If you’re reading this article, you’re likely interested in gaining more visibility. Whether you’re looking to bring in more leads, be seen as a thought leader in your field or, well, “influence” people, I am sorry to break it to you, but you may be an influencer. Or perhaps a wannabe influencer.

When I started posting videos regularly to grow my on-camera video-coaching business, a friend said to me, “Are you trying to be an influencer?” I could feel my blood boil; I was greatly offended. But I lowered my temperature and reconsidered. I am trying to influence people. I want to influence them to communicate better, to make creative content, to help them be more visible, and land more sales and leads through content.

The stigma of “influencers”

Why is there such a stigma from the word “influencer” when we all admit we want to have “influence”? Why is this noun so prickly?

The word influencer was coined in the 1600s, but it’s really the 21st century where the term has become associated with subtle negative connotations. I asked Neil Patel, founder of NP Digital, an award-winning marketing agency, who has amassed millions of followers if he’s an influencer. He replied with “kinda.” Why is that? “Because I don’t really try to monetize any of my social profiles. So even though I have all these followers and yes, it helped my business make millions of dollars and I run a B2B company focused on large global 5000 companies, in most cases, someone’s not gonna give you a multimillion-dollar contract because they saw a YouTube video or Instagram reel or a TikTok video.”

Patel agrees with my assessment that he’s a thought leader. And to become a thought leader, he recommends you “speak at events and post content on social daily” for at least three years.

Is there a difference between a thought leader and an influencer?

So, what’s the difference between a thought leader and an influencer? And why does it matter?

Jo Piazza, author and podcast host of Under the Influence who has become an influencer to promote her books including The Sicilian Inheritance, says, “I think of thought leaders as someone who wants to influence what you think and your ideas. Influencers want to influence how you live.”

Tara Clark is the creator of Modern Mom Probs, an Instagram account, podcast, and community with more than 800,000 social media followers. She considers herself a content creator and not an influencer because, “I think the difference between an influencer and a content creator is that influencers nowadays have a very set sort of lifestyle that they’re promoting. They tend to have a certain look about them. It is different from a content creator who may be focused on comedy.”

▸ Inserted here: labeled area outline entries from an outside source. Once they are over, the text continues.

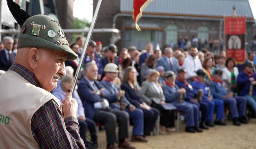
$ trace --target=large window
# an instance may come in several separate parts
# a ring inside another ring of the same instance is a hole
[[[155,41],[155,30],[142,30],[140,31],[138,31],[134,29],[132,39],[133,41]]]
[[[170,25],[165,29],[166,38],[165,44],[169,45],[171,42],[176,45],[178,43],[178,27],[175,25]]]
[[[200,26],[198,28],[198,38],[201,38],[202,42],[204,42],[206,39],[209,40],[209,29],[206,26]]]

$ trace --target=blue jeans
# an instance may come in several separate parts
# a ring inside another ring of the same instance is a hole
[[[247,99],[247,104],[252,107],[254,112],[256,112],[256,96],[247,95],[245,97]]]

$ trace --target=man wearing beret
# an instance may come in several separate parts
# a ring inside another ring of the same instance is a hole
[[[228,106],[234,125],[240,126],[240,123],[247,123],[245,116],[246,98],[243,96],[234,96],[233,93],[227,89],[226,85],[222,81],[222,76],[221,69],[218,69],[214,71],[214,78],[210,85],[213,97],[223,100],[224,105]]]
[[[253,62],[248,61],[245,67],[238,74],[236,82],[239,87],[239,95],[246,97],[247,104],[256,113],[256,74],[253,73]]]
[[[79,134],[77,103],[50,92],[65,75],[64,62],[77,55],[56,17],[37,15],[24,22],[15,63],[0,77],[2,148],[85,148]]]

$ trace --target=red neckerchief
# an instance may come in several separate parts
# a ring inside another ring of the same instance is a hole
[[[102,79],[102,80],[104,81],[106,81],[107,82],[113,82],[114,81],[113,80],[112,80],[111,79],[108,78],[106,76],[105,76]]]
[[[94,60],[94,53],[91,52],[89,51],[86,51],[87,54],[90,56],[92,60]]]
[[[170,83],[169,83],[168,82],[167,82],[166,81],[165,81],[165,84],[167,85],[168,86],[170,86],[172,87],[173,87],[174,86],[175,86],[175,84],[170,84]]]
[[[188,83],[187,83],[187,80],[186,79],[184,79],[184,80],[182,80],[180,78],[178,78],[178,79],[177,79],[177,80],[178,81],[182,82],[184,82],[184,84],[185,86],[188,86]]]
[[[252,73],[250,74],[249,74],[249,73],[248,73],[247,71],[245,69],[243,70],[243,72],[245,73],[245,74],[246,74],[247,76],[249,76],[250,77],[252,77],[253,76],[253,75],[254,75],[254,74],[253,73],[253,72]]]
[[[204,83],[204,82],[200,82],[200,80],[199,80],[197,78],[195,78],[195,80],[194,80],[194,81],[197,82],[198,82],[198,83],[200,83],[200,84],[203,84]]]
[[[219,83],[220,83],[221,84],[222,84],[222,81],[218,80],[217,79],[215,79],[215,78],[213,78],[212,79],[212,81],[214,81],[214,82],[219,82]]]

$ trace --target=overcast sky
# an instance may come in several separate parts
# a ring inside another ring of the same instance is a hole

However, Pat Flynn, founder of Smart Passive Income, has no issue with being called an influencer. Flynn says, “I think by definition I am an influencer because I am able to help people through the things that I do in the example that I set.”

He adds that he doesn’t take that responsibility lightly. Flynn feels knowing people are watching, it’s important to set a good example in your behavior. And if you’re feeling imposter syndrome, Pat advises, “I tell people don’t worry about being the number one expert, you can be an example; you have stories to share. You have the ability to empathize with those who you are serving because they’re going through the same things you just did.”

Hiding from the camera is hiding from clients

My concern as a marketer is that real business people who could gain a lot from social media are avoiding being zapped in a game of laser tag by the label “influencer” so much so that they’re hiding entirely. Hiding from the camera is hiding from clients.

We’ve all heard of celebrities being accused of “trying too hard” and getting mocked for it. And perhaps that’s what’s happening to business people as well, they feel sheepish about being too forward. I also worry that the stigma of “influencer” has seeped into peoples’ consciousness in a way that is holding them back. But these worries are limiting your visibility and brand exposure—and in turn, your business.

Remember why you are on social media to begin with. It’s not called private media.

If you’re posting, you want visibility; you want to be a part of the conversation. A lot of people post press releases or re-share articles. Are they too scared to post anything that will make an impact?

The one thing all these successful entrepreneurs have in common: They’re showing up consistently, intentionally, and sharing their message. Call it what you will: thought leader, content creator or the mixed bag of influencer. But don’t let a label block you from putting yourself out there. Because showing up on camera can be the most efficient and effective way to build credibility and leads online.